From the start of his speech, Blackford made it clear that he valued the opportunity to take a swipe at Dominic Raab more than the opportunity to provide solutions and influence government policy.
He quickly moved from an unfounded and disingenuous argument that the Foreign Aid budget cuts were somehow connected to the current crisis in Afghanistan, to a personal attack on the Foreign Secretary for daring to go on holiday while Parliament was in recess, ignoring the Speaker’s warnings that he was stepping out of line and launching a minute-long personal attack on Dominic Raab.
Ultimately, the only thing to be learnt from his contribution was that he is no fan of the Government front bench and that his temper tantrums are likely to continue to be a staple of Commons debates.
For the SNP’s policy as a whole, the current situation is a prime example of the blessings of being a party which has, for almost two decades now, built its success on making promises it can’t keep and blaming its failure on Westminster.
This week’s debate has been an important reminder of the SNP’s stance on illegal immigration. Mere months ago, the SNP publicly come out against the UK Government’s efforts to curb illegal immigration and people trafficking – helpfully forgetting the gross negative impact that this has on those who seek to come through legal channels and decreasing the likelihood that those who follow the rules will ever get into the country.

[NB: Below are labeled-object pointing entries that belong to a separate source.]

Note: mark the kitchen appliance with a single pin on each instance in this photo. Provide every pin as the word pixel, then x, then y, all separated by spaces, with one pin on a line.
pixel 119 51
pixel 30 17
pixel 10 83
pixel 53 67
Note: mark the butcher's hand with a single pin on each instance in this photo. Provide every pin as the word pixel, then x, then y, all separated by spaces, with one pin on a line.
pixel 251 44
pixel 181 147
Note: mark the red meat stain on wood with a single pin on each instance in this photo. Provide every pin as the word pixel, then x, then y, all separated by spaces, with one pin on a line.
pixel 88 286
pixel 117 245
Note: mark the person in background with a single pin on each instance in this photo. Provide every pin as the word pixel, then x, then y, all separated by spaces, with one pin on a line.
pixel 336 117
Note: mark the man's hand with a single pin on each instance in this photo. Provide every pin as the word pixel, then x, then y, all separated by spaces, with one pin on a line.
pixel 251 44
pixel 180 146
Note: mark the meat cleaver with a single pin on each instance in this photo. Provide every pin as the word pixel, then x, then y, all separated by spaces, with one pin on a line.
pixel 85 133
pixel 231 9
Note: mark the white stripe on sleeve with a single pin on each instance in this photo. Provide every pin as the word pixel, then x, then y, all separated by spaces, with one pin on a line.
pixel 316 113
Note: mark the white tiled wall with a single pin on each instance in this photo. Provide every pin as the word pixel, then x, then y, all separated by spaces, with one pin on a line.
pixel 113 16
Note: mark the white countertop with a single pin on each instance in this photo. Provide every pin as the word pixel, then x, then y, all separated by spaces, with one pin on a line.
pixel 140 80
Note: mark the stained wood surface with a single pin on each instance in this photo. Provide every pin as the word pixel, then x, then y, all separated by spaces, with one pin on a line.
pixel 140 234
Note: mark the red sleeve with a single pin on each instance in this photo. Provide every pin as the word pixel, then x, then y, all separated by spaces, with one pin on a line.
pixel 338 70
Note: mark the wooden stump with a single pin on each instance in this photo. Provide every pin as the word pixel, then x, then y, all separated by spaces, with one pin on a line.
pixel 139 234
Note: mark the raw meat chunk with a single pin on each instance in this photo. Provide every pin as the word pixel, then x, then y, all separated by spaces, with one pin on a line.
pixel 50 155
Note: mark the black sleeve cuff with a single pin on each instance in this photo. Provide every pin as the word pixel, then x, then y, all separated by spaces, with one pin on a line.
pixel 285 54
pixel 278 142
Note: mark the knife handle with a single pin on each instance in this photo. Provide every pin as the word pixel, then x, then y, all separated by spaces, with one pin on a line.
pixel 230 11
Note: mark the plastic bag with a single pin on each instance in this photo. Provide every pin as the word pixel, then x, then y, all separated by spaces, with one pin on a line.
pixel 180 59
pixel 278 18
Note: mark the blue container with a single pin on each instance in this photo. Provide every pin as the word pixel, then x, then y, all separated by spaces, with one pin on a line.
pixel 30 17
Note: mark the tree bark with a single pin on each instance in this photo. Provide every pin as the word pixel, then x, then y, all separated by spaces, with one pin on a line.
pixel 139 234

Perhaps, if the SNP had been more supportive of better regulated immigration in the past, the government analysts would be able to find more room for the Afghans who so dearly need our help. They cannot absolve themselves of responsibility when they have been so blatantly at the heart of the flaws in our immigration policy.
The reaction from the opposition benches as a whole has been characterised by a single word – hypocrisy. It is important to note that this is far from a defence of government policy, but when the opposition benches are taking a position of “zero responsibility” as Lisa Nandy suggested, you have to question why any of the opposition politicians actually turn up at all. Perhaps Blackford’s £250,000 yearly expenses may have something to do with it.